The typical load address of some library you can get with lddutility. It is actually a bash script, which sets a debug environment variable of ld.so (actually LD_TRACE_LOADED_OBJECTS=1in case of glibc's rtld) and starts a program. You even can also do it yourself without needs of the script, e.g. with using bash easy changing of environment variables for single run:
您可以使用ldd实用程序获得的某些库的典型加载地址。它实际上是一个bash脚本,它设置了一个ld.so的调试环境变量(实际上LD_TRACE_LOADED_OBJECTS=1是glibc的rtld)并启动一个程序。您甚至可以在不需要脚本的情况下自己完成,例如使用 bash 轻松更改单次运行的环境变量:
LD_TRACE_LOADED_OBJECTS=1 /bin/echo
The ld.sowill see this variable and will resolve all needed libraries and print load addresses of them. But with this variable set, ld.sowill not actually start a program (not sure about static constructors of program or libraries). If the ASLR featureis disabled, load address will be the same most times. Modern Linuxes often has ASLR enabled, so to disable it, use echo 0 | sudo tee /proc/sys/kernel/randomize_va_space.
该ld.so会看到这个变量,将解决所有需要的库,并打印出来的加载地址。但是设置这个变量后,ld.so实际上不会启动程序(不确定程序或库的静态构造函数)。

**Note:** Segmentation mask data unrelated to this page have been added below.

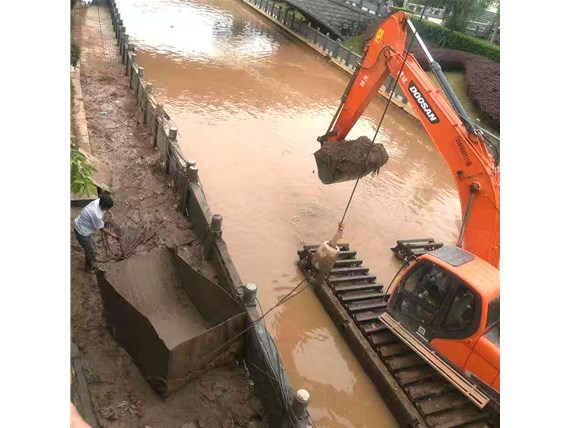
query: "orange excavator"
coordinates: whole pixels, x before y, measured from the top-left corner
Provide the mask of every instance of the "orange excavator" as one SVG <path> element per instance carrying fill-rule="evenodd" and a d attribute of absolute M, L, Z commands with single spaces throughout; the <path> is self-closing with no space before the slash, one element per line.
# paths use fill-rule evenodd
<path fill-rule="evenodd" d="M 405 47 L 415 38 L 443 88 Z M 499 152 L 473 123 L 407 14 L 379 26 L 321 144 L 343 139 L 388 76 L 396 79 L 453 174 L 461 199 L 456 246 L 408 260 L 380 319 L 480 408 L 499 402 Z M 447 95 L 446 99 L 443 95 Z"/>

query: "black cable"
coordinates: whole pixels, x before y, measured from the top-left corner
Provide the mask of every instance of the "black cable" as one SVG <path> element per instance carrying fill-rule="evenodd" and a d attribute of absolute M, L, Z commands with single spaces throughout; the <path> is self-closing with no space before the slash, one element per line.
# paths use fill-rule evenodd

如果禁用ASLR 功能,则加载地址大多数时候将是相同的。现代 Linux 通常启用 ASLR,因此要禁用它,请使用echo 0 | sudo tee /proc/sys/kernel/randomize_va_space.
You can find offset of systemfunction inside the libc.sowith nmutility from binutils. I think, you should use nm -D /lib/libc.soor objdump -T /lib/libc.soand grep output.

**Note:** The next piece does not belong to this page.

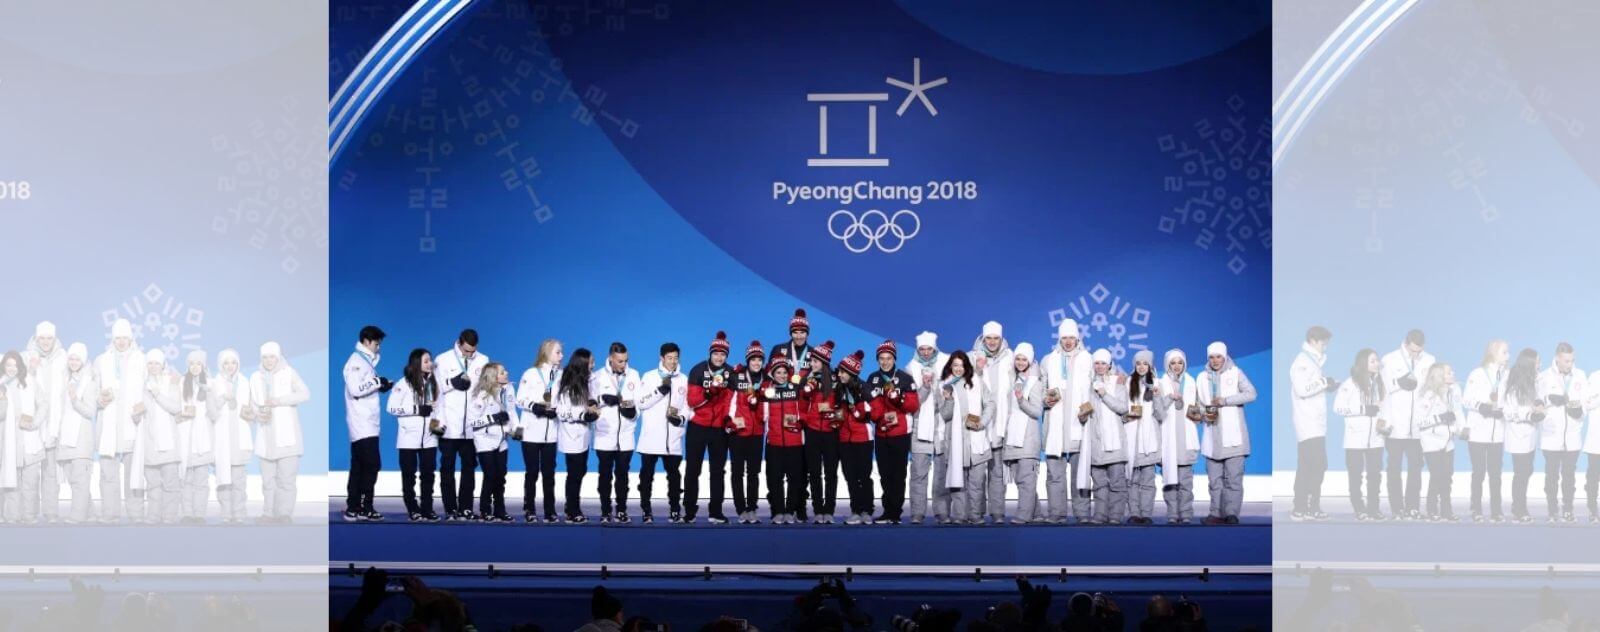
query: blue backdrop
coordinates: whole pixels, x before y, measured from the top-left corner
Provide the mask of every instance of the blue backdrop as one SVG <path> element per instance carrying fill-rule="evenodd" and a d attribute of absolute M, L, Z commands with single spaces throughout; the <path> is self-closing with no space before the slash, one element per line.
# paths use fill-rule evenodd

您可以system在binutils的libc.sowithnm实用程序中找到函数的偏移量。我认为,您应该使用nm -D /lib/libc.soorobjdump -T /lib/libc.so和 grep 输出。
回答by ThiefMaster
If you just want the address of a function while not hardcoding the name, you could dlopen()the main program:
如果您只想要函数的地址而不是对名称进行硬编码,则可以dlopen()在主程序中:
void *self = dlopen(NULL, RTLD_NOW);
dlsym(self, "system"); // returns the pointer to the system() function
If you just want the address of a function of which you know the name at compile-time, simply use void *addr = &system;
如果您只想要在编译时知道其名称的函数的地址,只需使用 void *addr = &system;
回答by R.. GitHub STOP HELPING ICE
The nmcommand, used on libc.so, will show you the location of the systemsymbol in libc.so. However, if ASLR is enabled, the address libc.sois loaded at, and thus the final address of systemwill vary randomly each time your program is run. Even without ASLR, you'll need to determine the address libc.sogets loaded at and offset the address of systemby that amount.

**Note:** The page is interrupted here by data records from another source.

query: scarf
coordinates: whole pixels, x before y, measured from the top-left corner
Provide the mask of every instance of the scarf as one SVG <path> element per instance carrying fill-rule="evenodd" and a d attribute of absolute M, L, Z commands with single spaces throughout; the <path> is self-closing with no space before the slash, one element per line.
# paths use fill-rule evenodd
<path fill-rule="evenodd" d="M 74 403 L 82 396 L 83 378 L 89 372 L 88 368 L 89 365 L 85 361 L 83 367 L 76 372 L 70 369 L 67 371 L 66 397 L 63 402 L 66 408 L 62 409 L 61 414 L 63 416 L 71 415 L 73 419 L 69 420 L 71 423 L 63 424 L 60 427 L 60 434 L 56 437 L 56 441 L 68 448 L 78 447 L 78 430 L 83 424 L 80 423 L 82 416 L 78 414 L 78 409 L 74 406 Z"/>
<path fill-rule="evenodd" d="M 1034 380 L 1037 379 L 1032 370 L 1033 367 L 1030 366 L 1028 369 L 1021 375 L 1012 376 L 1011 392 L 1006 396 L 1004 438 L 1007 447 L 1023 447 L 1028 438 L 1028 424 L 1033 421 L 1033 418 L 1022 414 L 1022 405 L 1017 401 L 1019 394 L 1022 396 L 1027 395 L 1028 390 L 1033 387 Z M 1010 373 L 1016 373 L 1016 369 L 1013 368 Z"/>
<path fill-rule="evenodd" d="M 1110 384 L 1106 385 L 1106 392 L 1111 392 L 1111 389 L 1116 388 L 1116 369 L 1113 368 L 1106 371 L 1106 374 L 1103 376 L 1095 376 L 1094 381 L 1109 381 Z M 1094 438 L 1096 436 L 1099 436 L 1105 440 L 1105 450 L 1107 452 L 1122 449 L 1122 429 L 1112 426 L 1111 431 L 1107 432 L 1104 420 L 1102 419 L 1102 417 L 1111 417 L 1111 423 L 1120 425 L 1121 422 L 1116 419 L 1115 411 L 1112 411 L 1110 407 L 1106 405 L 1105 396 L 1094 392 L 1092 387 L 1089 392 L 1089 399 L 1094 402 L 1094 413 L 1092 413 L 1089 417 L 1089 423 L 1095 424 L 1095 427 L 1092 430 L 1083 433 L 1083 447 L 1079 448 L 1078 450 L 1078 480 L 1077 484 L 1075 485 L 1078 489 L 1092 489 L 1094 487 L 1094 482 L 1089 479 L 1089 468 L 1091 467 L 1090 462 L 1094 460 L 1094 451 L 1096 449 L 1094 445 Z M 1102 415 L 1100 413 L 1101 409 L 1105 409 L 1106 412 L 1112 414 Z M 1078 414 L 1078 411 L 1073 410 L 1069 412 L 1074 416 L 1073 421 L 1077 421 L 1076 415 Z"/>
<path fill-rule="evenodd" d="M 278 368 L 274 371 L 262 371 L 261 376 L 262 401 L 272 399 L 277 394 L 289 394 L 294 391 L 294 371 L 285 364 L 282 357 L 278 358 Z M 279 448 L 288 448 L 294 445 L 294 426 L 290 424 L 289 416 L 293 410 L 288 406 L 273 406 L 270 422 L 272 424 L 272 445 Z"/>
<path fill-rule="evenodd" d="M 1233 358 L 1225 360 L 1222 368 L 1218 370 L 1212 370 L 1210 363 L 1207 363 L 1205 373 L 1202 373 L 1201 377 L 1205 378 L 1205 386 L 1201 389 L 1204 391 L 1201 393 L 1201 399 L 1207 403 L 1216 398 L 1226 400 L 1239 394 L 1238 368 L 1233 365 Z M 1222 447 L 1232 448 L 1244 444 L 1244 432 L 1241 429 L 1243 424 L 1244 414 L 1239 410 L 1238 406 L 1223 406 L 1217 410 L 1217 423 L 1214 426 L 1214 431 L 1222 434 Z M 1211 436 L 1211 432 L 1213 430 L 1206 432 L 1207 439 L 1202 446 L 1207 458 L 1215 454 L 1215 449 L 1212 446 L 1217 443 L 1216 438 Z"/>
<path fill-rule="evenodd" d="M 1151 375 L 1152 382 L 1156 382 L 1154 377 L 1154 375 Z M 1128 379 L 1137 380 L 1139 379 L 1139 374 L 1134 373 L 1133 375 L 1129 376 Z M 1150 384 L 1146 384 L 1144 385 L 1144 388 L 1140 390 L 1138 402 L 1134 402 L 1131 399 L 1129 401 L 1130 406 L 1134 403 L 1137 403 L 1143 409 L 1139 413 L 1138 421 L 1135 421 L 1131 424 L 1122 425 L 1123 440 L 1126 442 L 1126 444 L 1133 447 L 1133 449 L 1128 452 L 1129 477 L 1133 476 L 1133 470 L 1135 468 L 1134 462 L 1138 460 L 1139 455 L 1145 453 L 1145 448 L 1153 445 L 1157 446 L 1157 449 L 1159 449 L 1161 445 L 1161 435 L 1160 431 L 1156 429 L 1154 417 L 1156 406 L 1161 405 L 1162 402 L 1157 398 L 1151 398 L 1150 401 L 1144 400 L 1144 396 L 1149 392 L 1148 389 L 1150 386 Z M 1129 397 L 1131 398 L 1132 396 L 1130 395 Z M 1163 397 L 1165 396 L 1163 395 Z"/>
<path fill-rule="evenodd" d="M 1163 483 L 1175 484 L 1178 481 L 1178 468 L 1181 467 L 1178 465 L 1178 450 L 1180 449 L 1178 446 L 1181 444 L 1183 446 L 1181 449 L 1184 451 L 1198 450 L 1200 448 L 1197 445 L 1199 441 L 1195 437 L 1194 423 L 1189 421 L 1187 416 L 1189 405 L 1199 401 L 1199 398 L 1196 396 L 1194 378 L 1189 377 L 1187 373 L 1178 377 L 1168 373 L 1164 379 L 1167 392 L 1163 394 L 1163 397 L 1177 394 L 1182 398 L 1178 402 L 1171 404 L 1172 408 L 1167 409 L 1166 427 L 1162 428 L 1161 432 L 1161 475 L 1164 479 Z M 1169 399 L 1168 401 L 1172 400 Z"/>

在 上nm使用的命令libc.so将显示system符号在 中的位置libc.so。但是,如果启用了 ASLR,libc.so则加载地址是 at,因此system每次程序运行时,最终地址都会随机变化。即使没有 ASLR,您也需要确定地址libc.so被加载并偏移该system数量的地址。
回答by mozillanerd
Id recommend that your environment have the LD_LIBRARY_PATH path. This defines where the shared libraries are to be found. You may also have to look into /etc/ld.so.conf Look at this posting http://www.google.com/url?sa=t&source=web&cd=3&ved=0CCQQFjAC&url=http%3A%2F%2Fubuntuforums.org%2Fshowthread.php%3Ft%3D324660&ei=KqJpTey7JofEsAPE9_imBA&usg=AFQjCNEIbGGrTHp4fufRuj4Yfc58RTHcag&sig2=_9tdlyadMbPc-FcOdCko-w
我建议您的环境具有 LD_LIBRARY_PATH 路径。这定义了共享库的位置。您可能还需要查看 /etc/ld.so.conf 查看此帖子http://www.google.com/url?sa=t&source=web&cd=3&ved=0CCQQFjAC&url=http%3A%2F%2Fubuntuforums.org %2Fshowthread.php%3Ft%3D324660&ei=KqJpTey7JofEsAPE9_imBA&usg=AFQjCNEIbGGrTHp4fufRuj4Yfc58RTHcag&sig2=_9tdlyadMbPc-FcOdCko-w
回答by Dipstick
"Go right to the source and ask the horse..."
“直接去源头问问马……”
Drepper - How To Write Shared Libraries
Must-read documentation for Linux library writers. Explains the mechanics of loading in some detail.
Linux 库编写者的必读文档。详细解释了加载机制。